Follow our step-by-step instructions, plus tips and tricks, for successfully installing an unflanged wood window.
traditional white bathroom

Installing a window isn't difficult, just make sure you understand what type of window you're working with. These instructions are for a window with no nailing flange. Most unflanged windows are made of wood, and most have brick molding.

When ordering a window be sure to specify a jamb of the correct width. If your walls have 2x4 studs and 1/2-inch exterior sheathing, the jambs should be 3 5/8 inches wide (the extra 1/8 inch allows for imperfections). For a wall with 2x6 studs, a jamb width of 5 5/8 inches is correct.

Unpack the window and inspect it before installing. Make sure all the weatherstripping is in good shape and the mechanisms and sashes operate smoothly.

Check with your building department to find which method of wrapping the opening is preferred; some departments have stringent requirements.

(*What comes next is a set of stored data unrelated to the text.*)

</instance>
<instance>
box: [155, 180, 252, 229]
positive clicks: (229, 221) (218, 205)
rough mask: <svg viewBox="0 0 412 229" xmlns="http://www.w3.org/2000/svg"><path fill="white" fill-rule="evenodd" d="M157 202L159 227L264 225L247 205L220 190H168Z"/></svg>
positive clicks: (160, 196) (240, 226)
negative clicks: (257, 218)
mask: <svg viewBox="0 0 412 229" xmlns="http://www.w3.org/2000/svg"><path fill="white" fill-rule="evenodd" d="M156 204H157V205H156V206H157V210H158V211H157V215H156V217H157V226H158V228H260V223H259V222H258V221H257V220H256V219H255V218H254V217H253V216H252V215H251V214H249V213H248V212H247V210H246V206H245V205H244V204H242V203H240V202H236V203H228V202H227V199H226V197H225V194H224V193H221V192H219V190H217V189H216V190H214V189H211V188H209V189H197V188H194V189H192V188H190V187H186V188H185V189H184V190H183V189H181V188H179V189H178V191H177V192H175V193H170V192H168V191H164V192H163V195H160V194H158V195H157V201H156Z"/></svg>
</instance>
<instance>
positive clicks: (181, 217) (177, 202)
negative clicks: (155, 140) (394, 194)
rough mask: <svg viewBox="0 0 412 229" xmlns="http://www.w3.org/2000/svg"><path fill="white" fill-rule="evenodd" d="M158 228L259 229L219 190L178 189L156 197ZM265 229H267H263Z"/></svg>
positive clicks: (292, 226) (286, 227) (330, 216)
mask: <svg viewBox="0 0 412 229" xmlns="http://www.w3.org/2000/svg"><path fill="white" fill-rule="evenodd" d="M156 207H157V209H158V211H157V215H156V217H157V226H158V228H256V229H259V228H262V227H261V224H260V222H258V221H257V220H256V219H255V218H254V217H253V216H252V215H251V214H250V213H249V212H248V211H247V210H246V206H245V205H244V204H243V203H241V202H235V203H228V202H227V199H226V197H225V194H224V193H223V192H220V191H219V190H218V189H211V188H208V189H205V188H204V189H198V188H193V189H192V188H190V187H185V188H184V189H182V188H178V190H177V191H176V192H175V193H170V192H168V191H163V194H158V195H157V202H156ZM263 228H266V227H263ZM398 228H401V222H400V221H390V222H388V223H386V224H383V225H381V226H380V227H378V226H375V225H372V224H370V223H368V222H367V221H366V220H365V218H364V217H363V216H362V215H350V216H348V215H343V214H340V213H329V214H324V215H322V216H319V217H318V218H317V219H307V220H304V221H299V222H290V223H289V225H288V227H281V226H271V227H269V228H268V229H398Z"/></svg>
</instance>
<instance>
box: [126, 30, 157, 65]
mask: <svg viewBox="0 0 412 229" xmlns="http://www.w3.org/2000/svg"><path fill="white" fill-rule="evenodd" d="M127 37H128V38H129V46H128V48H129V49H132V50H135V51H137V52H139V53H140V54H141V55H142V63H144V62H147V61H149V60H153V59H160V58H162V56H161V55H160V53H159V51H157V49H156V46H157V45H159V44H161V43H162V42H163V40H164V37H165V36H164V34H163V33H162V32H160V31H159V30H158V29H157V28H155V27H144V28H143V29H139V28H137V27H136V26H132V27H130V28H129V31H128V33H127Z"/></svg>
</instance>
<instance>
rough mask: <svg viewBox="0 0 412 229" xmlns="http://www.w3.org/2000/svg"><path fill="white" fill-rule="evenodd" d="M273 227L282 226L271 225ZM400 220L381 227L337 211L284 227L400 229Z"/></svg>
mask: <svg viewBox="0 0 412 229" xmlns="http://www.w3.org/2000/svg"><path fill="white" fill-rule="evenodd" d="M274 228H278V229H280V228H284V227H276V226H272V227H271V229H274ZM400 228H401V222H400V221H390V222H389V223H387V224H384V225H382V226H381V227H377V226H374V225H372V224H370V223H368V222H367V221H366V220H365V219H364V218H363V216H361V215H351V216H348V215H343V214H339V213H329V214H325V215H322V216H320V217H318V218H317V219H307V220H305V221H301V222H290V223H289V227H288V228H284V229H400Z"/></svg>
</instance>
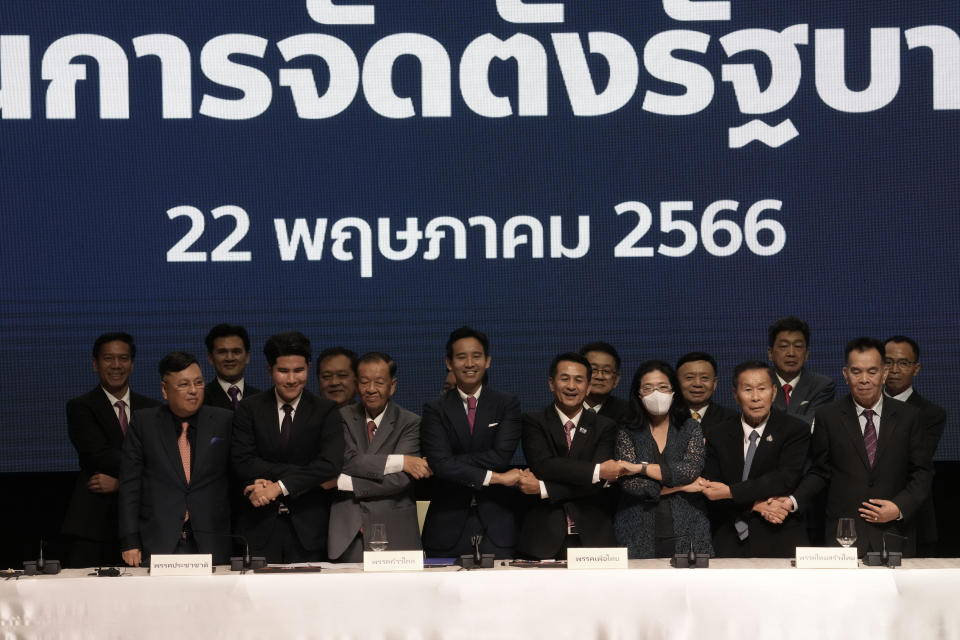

Once the opening is framed, expect to spend about 3 hours sealing the opening and installing a window and its exterior trim. Also allow time for finishing the interior wall and installing interior trim.

  • Working time 3 hrs
  • Start to finish 8 hrs
  • Difficulty Kind of Easy
  • Involves Driving Nails, Installing Insulation

What you need


How to do it

Part 1

Step 1

Cover Rough Opening

Cut strips of roofing felt or building wrap and cover the bottom of the rough opening. Later you will install additional wrapping and/or flashing.

Editor's Tip
Editor's Tip

If you have a brick wall, hire a professional mason to cut the opening for you. The window attaches to the wood framing behind the brick veneer with metal masonry clips. You'll have to purchase the clips separately and attach them to your window jamb with deck screws.

Step 2

Temporarily Set Window

Set the window temporarily in place, check for level, and shim the bottom as needed. If your window calls for installing a thick flashing with a piece of plywood at the bottom install it first or raise the window by the same thickness.

Step 3

Tap in Shims

Tap in shims at the sides, checking for plumb as you go. Don't wedge the shims too tightly, or the jambs will warp. Use the level as a straightedge to confirm that the jamb has not warped.

Step 4

Adjust Shims

Make sure the window operates smoothly with the shims in place. Watch the alignment of the sash against the jambs as you move it. Adjust the shims as needed.

Step 5

Tack Nails or Screws

Tack (partially drive) nails or screws near the shims to hold the window temporarily in place.

Step 6

Mark and Cut Siding

On the outside, trace around the brick molding to mark the siding for cutting. Cut the siding.

Step 7

Install Flashing

Pry back the siding and install the felt, building wrap, or self-adhesive flashing. Cut pieces of felt or self-adhesive flashing to fit along the sides. Slip them in behind the siding, fold them over the studs, and staple. Cut a piece 6 inches longer than the width of the opening and install it the same way. Cut slits at the corners.

Editor's Tip
Editor's Tip

Newer building techniques have specific requirements for flashing a window. In general the upper pieces should overlap the lower pieces so water can flow downward without seeping in. When installing a window in new construction (left), the building wrap overlaps the self-stick flashing. In a remodel situation (right), a simpler arrangement is often used. Self-stick flashing is installed to the bottom, then the sides, then the top. Finally small pieces of flashing are applied over the V-shaped gaps at the corners.

Step 8

Cover Slits with Felt

The slits cut on all four corners create V-shaped openings in the felt or flashing. Cover these with small pieces of felt or self-stick flashing.

Step 9

Install Drip Cap Flashing

If your window calls for it, use tin snips to cut a piece of metal drip cap flashing and slip it under the felt at the header.

Step 10

Set Window in Place

Set the window back in place, with the brick molding tight against the felt or flashing. Inside, the front of the jambs should be flush with the finished wall. (Where you have not yet installed new drywall, the jambs should be 1/2 inch proud of the framing.)

Step 11

Shim and Check for Level

Again shim the bottom and sides, check for level and square, and check that the window operates smoothly. Following manufacturer's directions (you may need to remove pieces of trim first), partially drive 6d finishing nails through the jambs to attach the window.

Step 12

Drive Casing Nails

Outside, drive galvanized casing nails to attach the brick molding. Caulk between the trim and the window and between the trim and the siding.

Step 13

Drive Finishing Nails

Use a nail set to drive the finishing nails slightly below the surface of the wood. Where these nails are not covered with trim, apply wood putty to the resulting holes.

Step 14

Cut Shims Flush

Use a handsaw to cut the shims flush with the studs, so you can install the drywall up against the jambs.

Step 15

Insulate Window

Gently stuff fiberglass insulation into the gaps around the jambs or fill the gaps with nonexpanding spray foam insulation. Expanding foam could warp the window frame.